Dawn Johnsen and Analysis of Powers of Federal Presidency

Obama Pick to Analyze Broad Powers of President. By Eric Lichtblau
TNYT, Jan 08, 2009, page A22

The legal memorandum, she wrote in a blog entry, was “shockingly flawed,” the constitutional arguments were “bogus,” the broad reading of presidential authority “outlandish,” and the “horrific acts” it encouraged against prisoners were probably illegal.

“Where is the outrage, the public outcry?!” Ms. Johnsen, a constitutional law professor at Indiana University, demanded in the posting.

Now, Ms. Johnsen will have the chance to overturn some of the legal opinions she so harshly condemned. President-elect Barack Obama said this week that he would nominate her to lead the Office of Legal Counsel, the Justice Department office that produced a series of hotly debated legal opinions on presidential power in the war on terror. She led the office on an acting basis during the Clinton administration but, in academia, has become one of the office’s fiercest critics.

Historically, the assistant attorney general for the Office of Legal Counsel, or O.L.C., has operated in obscurity, issuing dry, analytical legal opinions that often never become public.

But it has become a magnet for controversy since the Sept. 11 attacks because of its legal rationales in defense of the president’s wartime authority, and Ms. Johnsen’s nomination has generated unusually intense reactions.

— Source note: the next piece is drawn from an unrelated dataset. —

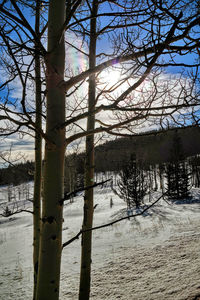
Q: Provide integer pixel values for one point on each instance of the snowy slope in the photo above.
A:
(154, 256)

Legal observers on the left have been galvanized by the prospect of a vocal critic of the Bush administration’s terrorism policies reversing eight years of legal policy. Since Ms. Johnsen was selected, some conservatives have criticized her not only for the stridence of her attacks on the Bush administration’s legal policies, but also for her past work as legal director for Naral Pro-Choice America, the abortion rights group.

The Obama transition declined to make Ms. Johnsen available for comment. Nick Shapiro, a spokesman for the transition, issued a statement on Wednesday saying,: “As someone with extensive experience working in the Office of Legal Counsel, Dawn Johnsen has tremendous respect for the traditions of the office and the career professionals who serve there, and if confirmed she will ensure that the law is faithfully interpreted and executed across the federal government.”

Noel J. Francisco, a former lawyer for the counsel’s office in the Bush administration, said the challenge for Ms. Johnsen would be to make the shift from opinionated academic to sober government lawyer.

“The danger that academics risk falling into is approaching things on too theoretical a basis,” he said. “You construct a legal theory that is either overly permissive or overly restrictive and then you apply it to specific circumstances — like a random interrogation tactic. The best heads of O.L.C. start out with a concrete legal question and try to answer that question as narrowly as possible without bringing in these broad-based legal theories.”

Bradford Berenson, who worked as a lawyer in the White House counsel’s office early in the Bush administration, said that under Ms. Johnsen, “the changes may be more marginal than the most rabid partisans might hope for.”

“Whatever her academic views, inevitably when you’re wielding government authority and you’re forced to function in the system, your views get tempered and moderated,” he said.

Mr. Berenson worked with Ms. Johnsen last year in drafting a Senate bill that would require the Justice Department to report to Congress when the counsel’s office issues an opinion finding that the executive branch is not bound by a Congressional statute. The Bush administration threatened to veto the bill, but Mr. Berenson said even if it did not make it into law, Ms. Johnsen would have the chance if confirmed to bring more openness to the office’s legal thinking.

Goodwin Liu, associate dean and law professor at the University of California-Berkeley School of Law, who worked with Ms. Johnsen on the board of the American Constitution Society, said, “She’s a first-rate scholar who will uphold the law, and that will allow her to give the office the independence it needs to restore its credibility.”